2015 — 26 January: Monday

It's been an eye-opening exercise1 reverting (I very much hope, temporarily) to just the one PC monitor screen. As I tidy up, de-clutter, and dust2 in gentle preparation for the delivery of the current object of desire — a Philips 40" 4K screen — it struck me I've evolved my display quite a lot over the years in size and resolution. Of course, at 60" diagonal, the Kuro plasma display still overshadows the other screens physically, but its "Full HD" resolution looks almost pitiful now:

Screen sizes

How I ever managed to do quite as much DTP work as I did on my original Acorn RISC-OS machine with its multisync VGA screen (a 13" monitor with an odd 50 Hz refresh rate) I will never now understand. And I shall draw a veil entirely over the even earlier Amstrad CP/M system. <Shudder> (Though it did me well at the time, and I earned quite a lot of freelance income with it. Don't tell IBM.)

The (automated)...

... phone call I got just as I arrived back after a spot of fresh foody shopping (and filling up the Yaris for the first time since Xmas with some amazingly cheap petrol) was from my bank. They wanted me to confirm the legitimacy of the payment I'd made (thought and hoped I'd made) yesterday in attempt #3 to buy this wretched screen. Not that they had made the payment. Oh, no, that would have been far too simple. "But" the robot reassured me, in a series of jerky, stitched-together, phrases "Now that we know it was a genuine transaction you can simply go ahead and make it again." There's not much point trying to explain to a brain-dead robot that the offer might by now have timed out and become unavailable, is there?

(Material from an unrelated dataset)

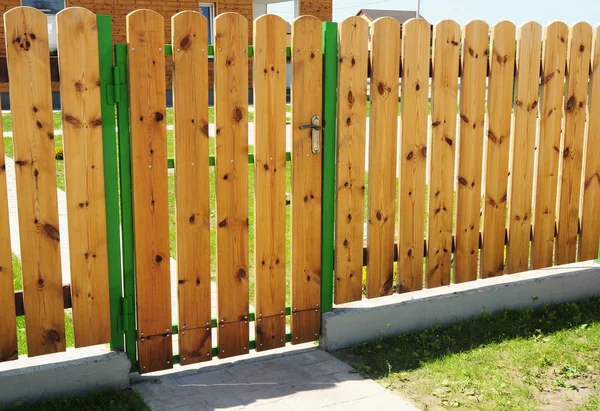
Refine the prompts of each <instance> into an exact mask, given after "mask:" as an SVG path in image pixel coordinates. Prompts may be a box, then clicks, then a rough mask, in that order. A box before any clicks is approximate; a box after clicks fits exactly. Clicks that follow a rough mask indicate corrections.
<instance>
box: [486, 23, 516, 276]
mask: <svg viewBox="0 0 600 411" xmlns="http://www.w3.org/2000/svg"><path fill="white" fill-rule="evenodd" d="M491 33H492V34H491V43H490V76H489V83H488V104H487V129H486V131H485V133H486V137H487V139H486V140H485V147H484V150H485V160H484V168H483V193H484V204H483V216H482V230H481V233H482V234H481V236H482V246H481V258H480V264H481V277H482V278H488V277H493V276H497V275H502V274H503V273H504V237H505V235H506V234H505V231H506V230H505V227H506V200H507V197H508V193H507V189H508V157H509V148H510V126H511V125H510V122H511V110H512V97H513V96H512V92H513V76H514V68H515V25H514V24H513V23H511V22H508V21H502V22H500V23H498V24H496V25H495V26H494V27H493V28H492V32H491Z"/></svg>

In the meantime, the supplier emailed me. Having received payment (from attempt #2, I deduce) he had now gone ahead with the first order (despite my webmail contact suggesting it be cancelled), but "to validate my account" now needed to see (within the next seven days) both a photocopy of my driving licence and other recent proof on headed notepaper of my name and address, failing which he would regretfully be forced to cancel my order. And refund my money. Which he shouldn't really have taken yet, should he? I couldn't help but recall Gerard Hoffnung's wonderful story about a bricklayer, a pulley system, and a barrel of bricks.

My next phone call? To the supplier. Talking him through the three payment attempts, and explaining the two separate failures and the third (but 'wrong') success enabled us to hack our way through the tangled web. And avoided farting around with proofs of name and address since his clogged-up ordering system had three independent bits of evidence of this already. The parcel should arrive tomorrow.

That merits a cup of tea. Then I shall relax and enjoy the Bartok performance that was declared "the winner" on Saturday's "Building a (CD) library".

For a mere £12-15, I found...

... this trio of Blu-rays, just arrived from Florida, good value. I already have "Seven" on Blu-ray (via another such trio, oddly); but expect I can find someone to take the duplicate off my hands.

3x BDs

I have no idea what made Hackford's "Devil's Advocate" an unrated Director's cut, but I gather one of the pieces of artwork has been digitally altered because a sculptor complained about it. And Nolan's "Insomnia" is an excellent film, for a re-make.

I glossed over yesterday's...

... mysterious case of the unbootable BlackBeast. Its "Black Screen of Death" told me to insert a system disc. As an external USB drive was flashing perhaps the BIOS was just looking on the wrong drive for the OS? A weak CMOS battery could have lobotomised it (shades of HAL 9000). I disconnected the three data SSDs to make damn' sure the only one left visible to the boot process had the OS on it and pressed Power. BlackBeast sprang happily back into life. So the 'cure' was to go into the BIOS and force a "save and exit" to refresh it. When I reconnected the three data SSDs Win8.1 maliciously swapped two of the drive letters, but that was just Windows being mean and hoping I wouldn't notice.

Two chums have experienced the same "non boot" phenomenon. But it was my first time, and it frazzled me. My initial thought was "reload a saved image" followed by a second thought along the lines of "Erm, how exactly do I drive that process?" Still, just because the BIOS is away with the fairies doesn't mean the OS has actually vanished. Virtual, Case 3!

My new favourite...

... parcel delivery service has just (shortly after midnight [happy birthday, Big Bro!]) demonstrated the correct use of the apostrophe:

"We have your parcel, and it's on its way to your nearest depot in Southampton"

It only sounds a tiny bit like a ransom demand.

  

Footnotes

1  No, not my alarm clock.
2  Not to mention deleting the series of hourly email error messages received throughout the night regarding the (abject) failure of Amazon Payments to process my first attempt to buy the thing.